There are a number of rapid responses to a fall in the core temperature that are common to all endotherms.
Vasoconstriction
The arterioles near the surface of the skin constrict.
The arteriovenous shunt vessels dilate, so very little blood flows through the capillary networks close to the surface of the skin.
Causing the skin looks pale, and very little radiation takes place.
The warm blood is kept well below the surface.
Decreased sweating
As the core temperature falls, rates of sweating decrease and sweat production will stop entirely.
This greatly reduces cooling by the evaporation of water from the surface of the skin, although some evaporation from the lungs still continues.
Raising the body hair or feathers
As the body temperature falls, the erector pili muscles in the skin contract, pulling the hair or feathers of the animal erect.
This traps an insulating layer of air and so reduces cooling through the skin.
The effect can be quite dramatic and it is a very effective way to reduce heat loss to the environment in many animals.
In humans this has little effect although you can observe the hairs being pulled upright.
Shivering
As the core temperature falls the body may begin to shiver.
This is the rapid, involuntary contracting and relaxing of the large voluntary muscles in the body.
The metabolic heat from the exothermic reactions warms up the body instead of moving it and is an effective way of raising the core temperature.
Endotherms living in cold climates often have additional anatomical adaptations to help them keep warm.
Many have adaptations that minimise their SA: V ratio to reduce cooling (e.g., small ears).
Another common adaptation is a thick layer of insulating fat underneath the skin.
For example,
blubber in whales and seals.
Some animals hibernate they build up fat stores, build a well-insulated shelter, and lower their metabolic rate so they pass the worst of the cold weather in a deep sleep-like state.
Polar bears demonstrate many of the ways in which endotherms can survive in extremely cold conditions.
- They have small hairs and fur on their feet to insulate them from the ice.
- The fur and skin of polar bears work together.
- The hairs are hollow so trap a permanent layer of insulating air.
- The skin underneath is black, so it absorbs warming radiation.
- They have a thick layer of fat under the skin.
- Polar bears are so well insulated that their external surfaces are similar in temperature to the snow and ice on which they live.
- Females dig dens in the snow and remain in them, warm and insulated, for months while they give birth to their cubs, only emerging when the cubs are large enough to survive the cold.
- Polar bears are so well adapted to life in temperatures down to -50 °C in the Arctic that they can overheat at temperatures over 10 °C.

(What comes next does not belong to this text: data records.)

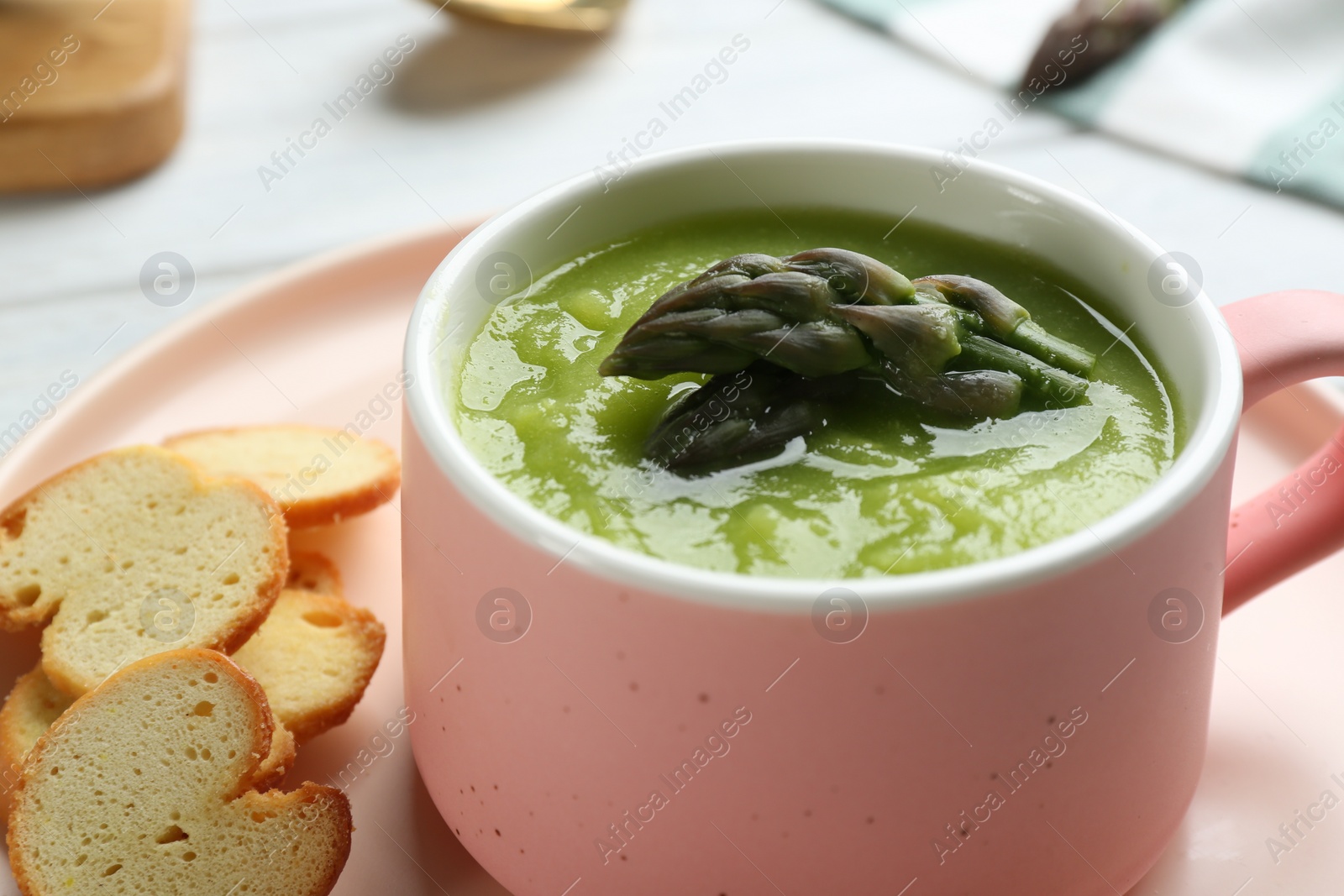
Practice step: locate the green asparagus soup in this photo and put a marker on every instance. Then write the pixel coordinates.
(882, 488)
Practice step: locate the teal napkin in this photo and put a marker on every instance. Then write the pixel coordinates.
(1247, 87)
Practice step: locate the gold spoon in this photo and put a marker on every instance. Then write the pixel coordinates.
(557, 15)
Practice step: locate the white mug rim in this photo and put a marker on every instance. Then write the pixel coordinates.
(428, 414)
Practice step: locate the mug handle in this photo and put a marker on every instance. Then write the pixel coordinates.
(1284, 338)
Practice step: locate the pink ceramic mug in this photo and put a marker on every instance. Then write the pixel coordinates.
(596, 721)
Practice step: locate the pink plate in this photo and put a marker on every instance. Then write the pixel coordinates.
(319, 343)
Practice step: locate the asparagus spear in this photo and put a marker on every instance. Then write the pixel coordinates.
(800, 328)
(971, 394)
(737, 417)
(857, 277)
(1007, 322)
(723, 322)
(1090, 36)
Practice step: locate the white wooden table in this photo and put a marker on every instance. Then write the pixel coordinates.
(477, 117)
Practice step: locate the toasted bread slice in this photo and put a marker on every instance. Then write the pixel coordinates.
(313, 656)
(312, 571)
(35, 705)
(134, 553)
(145, 785)
(318, 476)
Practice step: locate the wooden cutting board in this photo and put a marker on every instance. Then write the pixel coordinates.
(91, 92)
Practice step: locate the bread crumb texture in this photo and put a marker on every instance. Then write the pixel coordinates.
(313, 571)
(313, 656)
(145, 788)
(134, 553)
(319, 476)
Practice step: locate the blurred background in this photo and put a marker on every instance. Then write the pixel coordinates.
(438, 120)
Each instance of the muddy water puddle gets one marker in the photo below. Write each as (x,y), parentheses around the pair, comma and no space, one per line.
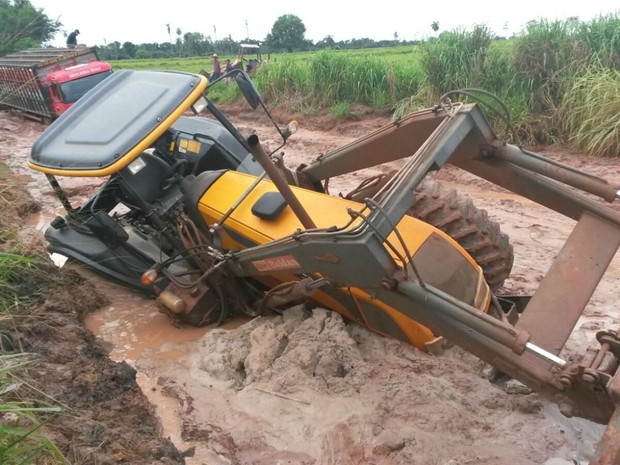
(136,332)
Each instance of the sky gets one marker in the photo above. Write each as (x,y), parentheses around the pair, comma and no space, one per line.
(141,21)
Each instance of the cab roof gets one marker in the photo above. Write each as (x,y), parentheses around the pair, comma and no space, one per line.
(114,122)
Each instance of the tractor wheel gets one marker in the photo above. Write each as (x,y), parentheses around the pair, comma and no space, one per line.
(456,215)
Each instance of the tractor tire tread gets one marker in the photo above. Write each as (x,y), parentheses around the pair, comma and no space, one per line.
(456,215)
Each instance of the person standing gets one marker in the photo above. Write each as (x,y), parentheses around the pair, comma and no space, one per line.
(72,39)
(217,68)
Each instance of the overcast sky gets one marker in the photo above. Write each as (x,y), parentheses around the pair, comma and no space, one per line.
(142,21)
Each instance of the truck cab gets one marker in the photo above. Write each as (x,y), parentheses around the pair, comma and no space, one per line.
(68,85)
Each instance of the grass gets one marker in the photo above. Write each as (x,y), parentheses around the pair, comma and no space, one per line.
(22,440)
(533,73)
(590,112)
(21,420)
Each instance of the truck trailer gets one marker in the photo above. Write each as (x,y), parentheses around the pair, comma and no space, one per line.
(44,82)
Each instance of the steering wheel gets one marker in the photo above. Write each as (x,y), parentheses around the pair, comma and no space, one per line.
(174,174)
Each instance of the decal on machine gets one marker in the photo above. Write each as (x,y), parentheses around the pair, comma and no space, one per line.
(285,262)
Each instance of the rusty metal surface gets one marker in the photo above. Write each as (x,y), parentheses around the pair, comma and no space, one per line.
(558,171)
(566,289)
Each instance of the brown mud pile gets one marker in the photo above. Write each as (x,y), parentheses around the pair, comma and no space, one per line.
(309,388)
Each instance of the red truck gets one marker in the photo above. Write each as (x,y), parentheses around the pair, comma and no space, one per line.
(45,82)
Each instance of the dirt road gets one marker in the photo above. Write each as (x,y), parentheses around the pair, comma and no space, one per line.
(309,388)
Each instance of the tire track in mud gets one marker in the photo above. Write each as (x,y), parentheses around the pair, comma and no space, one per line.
(381,401)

Controlling thermoregulation
The physiological responses of endotherms to changes in the core temperature are the result of complex homeostatic mechanisms involving negative feedback control from the hypothalamus. There are two control centres:
The heat loss centre
This is activated when the temperature of the blood flowing through the hypothalamus increases.
It sends impulses through autonomic motor neurones to effectors in the skin and muscles, triggering responses that act to lower the core temperature.
The heat gain centre
This is activated when the temperature of the blood flowing through the hypothalamus decreases.
It sends impulses through the autonomic nervous system to effectors in the skin and the muscles, triggering responses that act to raise the core temperature.
The interaction of the sensory receptors, the autonomic nervous system, and the effectors in a sophisticated feedback system enables endotherms to maintain a very stable core body temperature regardless of environmental conditions or activity levels.